Especialistas veem esse trecho com preocupação. "Ele abre um precedente extremamente perigoso para as mulheres", afirma Samira. Seria a volta da "defesa da honra", justificativa usada para assassinar mulheres quando homens eram tomados, por exemplo, por ciúme ou raiva. De acordo com o pacote de Moro, quem cometer esse crime pode ser perdoado por um juiz ou ter a pena reduzida pela metade. A medida aumenta a vulnerabilidade de mulheres.
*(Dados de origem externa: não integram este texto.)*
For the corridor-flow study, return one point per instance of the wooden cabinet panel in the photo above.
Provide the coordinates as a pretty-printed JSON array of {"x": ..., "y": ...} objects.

Seriam regidos por essa legislação qualquer cidadão, não apenas os policiais.

No final de 2018, o ex-presidente Michel Temer (MDB) criou o Sistema Único de Segurança Pública (SUSP), que unifica as polícias e indica as diretrizes que devem ser compartilhadas por todo o país, mesmo que a segurança pública seja competência dos estados e municípios. "As unidades da Federação assinarão contratos de gestão com a União, que obrigará o cumprimento das metas como a redução dos índices de homicídio e a melhoria na formação de policiais', diz a página do Palácio do Planalto destinada ao sistema. 

O SUSP criou um plano decenal de segurança pública que foi aprovado em novembro passado. Nele, há um eixo sobre violência contra a mulher, que trata desde protocolos de atendimento a mulher em situação de violência até questões relacionadas à educação e discussões de igualdade de gênero dentro das escolas. "Até agora a atual gestão não falou nada sobre esse plano, que está em vigor e deveria estabelecer as métricas e as balizas de ação do atual governo", diz Samira. 

Nesse sentido, preocupa o posicionamento frequente da ministra da Mulher, da Família e dos Direitos Humanos, Damares Alves, contra a discussão sobre igualdade de gênero nas escolas, que ela classifica como "ideologia". A ministra, que foi abusada por um pastor na infância, acha que conversar sobre gênero seria um meio de fragilizar a família. Damares falou à ONU nesta segunda (25). Disse que quer proteger as mulheres. Mas sequer mencionou a execução de Marielle Franco, que vai completar um ano sem responsabilização. 

Até agora, o governo federal não desenhou políticas para mulheres negras, que são as mais vulneráveis à violência, entre outras áreas. Enquanto os índices de violência letal contra mulheres brancas vem diminuindo, contra mulheres negras está aumentando. "A tendência é o crescimento da morte violenta de mulheres negras. Com mais armas, haverá mais violência contra elas. Estarão mais expostas", afirma a pesquisadora negra Jackeline Romio, doutora em Demografia pela Unicamp. "Considerei um retrocesso imenso o ministro Moro mencionar a 'violenta emoção'. O aspecto subjetivo leva a pessoa a se sentir justificada a cometer assassinato. É vergonhoso, dado todo o avanço que já vivemos."    

Não podemos nos conformar com um país que não enfrente a situação de violência contra a mulher, que aceite retrocessos mesmo sabendo que custará a vida de milhares de brasileiras. Não é mais possível que um homem ejacule na calça de uma mulher em pleno transporte público e ela tenha que escutar do agente público: "Tem certeza que não é água?"